PHILIPSBURG, ST. MAARTEN — Prime Minister Sarah Wescot-Williams said her island deeply grieved over the loss of Mount Pleasant residents Michael and Thelma King after they were stabbed to death in their beachfront villa here in September.

Wescot-Williams, the top leader of this tiny Dutch territory, met with the Kings’ family and friends Thursday to again express her condolences and support in the wake of this week’s trial of the three men accused of the couple’s killing.

The family thanked her in return, as the prime minister was also there to meet them when they first arrived on the island after the bodies were discovered.

Wescot-Williams said tourist killings are very rare on St. Maarten and the entire island was in state of shock and disbelief. Island police worked without sleep for days to find the culprits, she said.

“For this to happen on St. Maarten was so sad, to put it mildly,” she said in an interview with The Post and Courier. “We were so grateful as a community when the perpetrators were picked up.”

The King family traveled to the island this week for the murder trial of the three suspects: Meyshane Kemar Johnson, 29; Jeremiah Chevon Mills, 18; and Jamal Jefferson Woolford, 21. The trial concluded Wednesday and a verdict is expected on May 8.

The three men are accused of entering the Kings’ home on the night of Sept. 19 and robbing the couple of around $80,000 worth of cash and goods. Johnson reportedly slit the couple’s throats after his co-defendants tied Thelma King to a chair and blindfolded and gagged her.
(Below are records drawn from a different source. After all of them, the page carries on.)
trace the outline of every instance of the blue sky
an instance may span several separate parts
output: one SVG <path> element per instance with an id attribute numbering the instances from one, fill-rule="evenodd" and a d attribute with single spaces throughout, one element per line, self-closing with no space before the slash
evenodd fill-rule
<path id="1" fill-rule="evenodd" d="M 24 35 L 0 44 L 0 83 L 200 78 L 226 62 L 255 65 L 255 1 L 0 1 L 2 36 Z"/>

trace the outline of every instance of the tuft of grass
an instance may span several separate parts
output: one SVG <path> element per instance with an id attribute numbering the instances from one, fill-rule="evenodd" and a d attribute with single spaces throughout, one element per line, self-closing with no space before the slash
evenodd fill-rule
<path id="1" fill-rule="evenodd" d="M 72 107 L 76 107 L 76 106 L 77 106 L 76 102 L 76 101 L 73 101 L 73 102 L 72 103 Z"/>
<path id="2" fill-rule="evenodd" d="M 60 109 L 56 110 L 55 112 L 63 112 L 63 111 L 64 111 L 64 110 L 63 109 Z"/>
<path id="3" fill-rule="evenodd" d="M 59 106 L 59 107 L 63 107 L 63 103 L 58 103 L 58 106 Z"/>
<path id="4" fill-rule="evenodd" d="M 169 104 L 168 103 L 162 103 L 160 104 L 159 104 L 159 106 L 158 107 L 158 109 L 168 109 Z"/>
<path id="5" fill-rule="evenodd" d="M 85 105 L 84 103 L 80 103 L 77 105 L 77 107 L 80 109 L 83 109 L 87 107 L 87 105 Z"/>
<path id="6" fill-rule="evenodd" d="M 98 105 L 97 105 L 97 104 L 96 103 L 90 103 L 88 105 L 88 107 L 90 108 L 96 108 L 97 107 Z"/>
The Kings’ relatives have expressed strong support for the island and have urged people to continue visiting. Wescot-Williams said she appreciated that sentiment very much.

Sally Gripkey, Michael King’s mother, said one of her doctors recently talked of abandoning notions of visiting St. Maarten after hearing of the murders. Gripkey told her doctor that was the wrong approach.

“I told her ‘It’s the most wonderful place you ever want to go,’ ” Gripkey said.